We got on the train and she got close, and given my predisposition to being super sensitive about personal space, I was surprisingly okay with it. We rode on the train for 15 or 20 minutes and then saw other people who were obviously heading to the game getting off the train. Apparently there was some construction on the tracks, so we had to get off the train and onto a shuttle bus. Ugh! So annoying.
We got on the bus. We were driving for about five minutes when I had the sickening realization that I had left our game tickets in my car. I kept my mouth shut. I had my iPhone and the email confirmation, so I put all my hope into the thought that they would be able to print me up some new tickets or something. But seriously, I was panicking.
We ended up having to get off the shuttle bus and back on a different train to finish the ride to the stadium. There were no seats open on that train so we had to stand and hold onto the railings. She got close. It was nice, holding on to each other.
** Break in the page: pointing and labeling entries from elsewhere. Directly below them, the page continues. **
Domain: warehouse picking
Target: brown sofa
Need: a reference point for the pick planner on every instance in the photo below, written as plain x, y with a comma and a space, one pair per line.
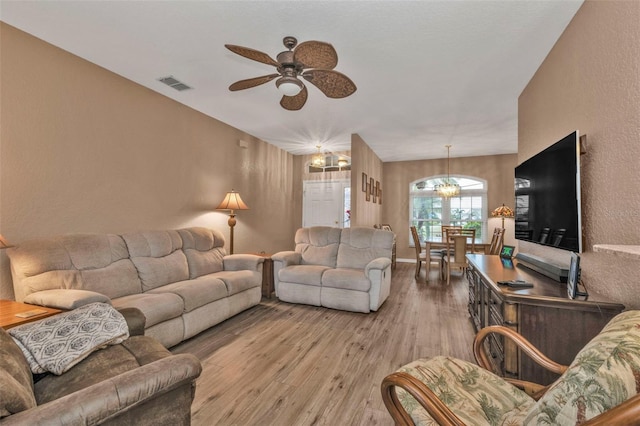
136, 382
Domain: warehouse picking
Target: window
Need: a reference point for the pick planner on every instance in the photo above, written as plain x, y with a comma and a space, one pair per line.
428, 211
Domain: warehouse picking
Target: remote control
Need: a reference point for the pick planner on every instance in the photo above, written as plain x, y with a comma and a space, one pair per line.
516, 283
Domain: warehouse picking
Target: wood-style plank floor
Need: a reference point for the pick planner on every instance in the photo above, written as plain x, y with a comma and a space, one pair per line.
283, 364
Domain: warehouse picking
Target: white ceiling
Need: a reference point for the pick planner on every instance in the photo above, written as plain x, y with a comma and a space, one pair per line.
429, 73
We finally pulled up to the stadium, way later than we thought we would be arriving. I told her about the tickets. I said I had it under control. I asked a guy at the stadium what I should do, and since I had the confirmation email with the barcodes in it he said they would probably just scan them off my phone. It worked. Thank God. That could have been a disaster, I am grateful for technology!
We got something to eat…something got in my eye and I spent five minutes crying it out. So embarrassing. What else could go wrong?
We got some drinks and headed to our seats. They were decent seats, I did a good job picking them out. She kissed me again. I liked it.
After the first two or three innings we got up to walk around. There was a wonderful breeze blowing through the stadium, so we found a little sitting area and chilled there for a while – most of the game, actually. She really wanted to kiss. I was okay with it. I think it had been a while since either of us had been that close to another person, and we were really hitting it off, and she looked really nice. And we talked. We have a lot in common, and she is incredibly easy to talk to. We opened up about a lot of things. It was refreshing.
By the 8th inning people were headed for the doors so we walked back over to the train station to get a ride back to my car. More kissing. Gah, she is a good kisser.
The ride back to my car took forever. More shuttle buses. More walking across train tracks. I didn’t like that so much, but there was – you guessed it – more kissing.
We drove back to my place. I let her come inside. We sat on the couch and made out for a while. It got pretty hot. It was late, so I walked her back to her car. More kissing. It was hard to let her leave.
On one hand, I had an awesome time. It felt good to get close to someone, not just some random person but someone who I feel comfortable with and can open up to and have something in common with. On the other hand, I’m afraid. I’m afraid of moving too fast. I’m afraid of the possibility of getting into a relationship. I’m afraid of things going from PG to PG-13 to R. I’m afraid of how *some* people might react to me dating someone – some already know, some won’t care, but some might not like it. Should I even care what some people think? I don’t know. And then I get to thinking, is this a case where I should feel the fear and do it anyway? Or, in this case, is my fear my mind’s way of protecting me from getting hurt? I don’t know.
I do want to see her again. Maybe that’s all that matters.